A manera de corolario sociológico podemos afirmar que las pandemias (que dejan como rastro de falsa inmunidad una enorme cantidad de estudios culturales, políticos y epidemiológicos) ponen en juego –aquí y ahora- un problema vital de la sociología que la historia debió plantear al revés: cómo sobrevivir juntos para luego vivir juntos. Para saber eso, primero debemos saber cuál es la diferencia y cuál la coincidencia entre nosotros y los otros en una sociedad signada por una desigualdad social escandalosa (tangible y simbólica) que siempre anda en busca de nuevos hijos putativos, siendo hoy el distanciamiento social el más promovido de ellos.

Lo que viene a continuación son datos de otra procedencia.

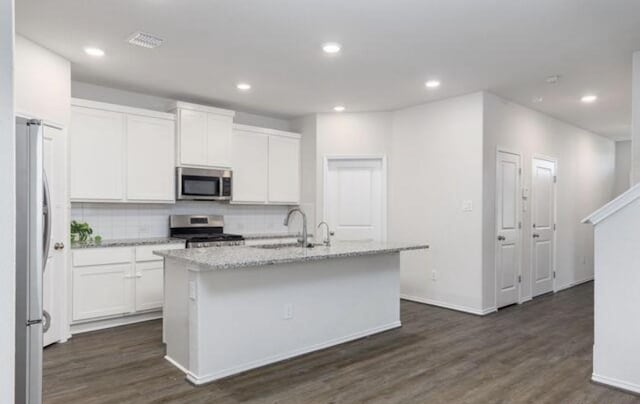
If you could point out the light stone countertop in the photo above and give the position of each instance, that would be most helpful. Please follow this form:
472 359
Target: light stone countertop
266 236
132 242
217 258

Si bien no se puede negar que el distanciamiento social realizado con criterios culturales (junto a las cuarentenas obligatorias y disciplinadas) son medidas atinadas para frenar una pandemia cuyo peligro está en el nivel de contagio más que en el de mortalidad), también no se puede negar que dicho distanciamiento social puede llegar a privatizarnos los vínculos que nos unen como seres humanos con cuerpo-sentimientos y dejarnos una epidemia de soledad que, también, tendrá como principal síntoma la pobreza, porque el pueblo no cuenta con “el factor” que lo haga inmune a ella. Por el momento no podemos contradecir y mucho menos evitar recurrir al distanciamiento inventándonos nuevas fronteras, nuevos trámites migratorios, nuevas territorialidades, nuevas formas de fornicar culturalmente, pero las ciencias sociales están obligadas a gritar que debemos estar atentos a los peligros que conllevan si se mantiene después de la crisis.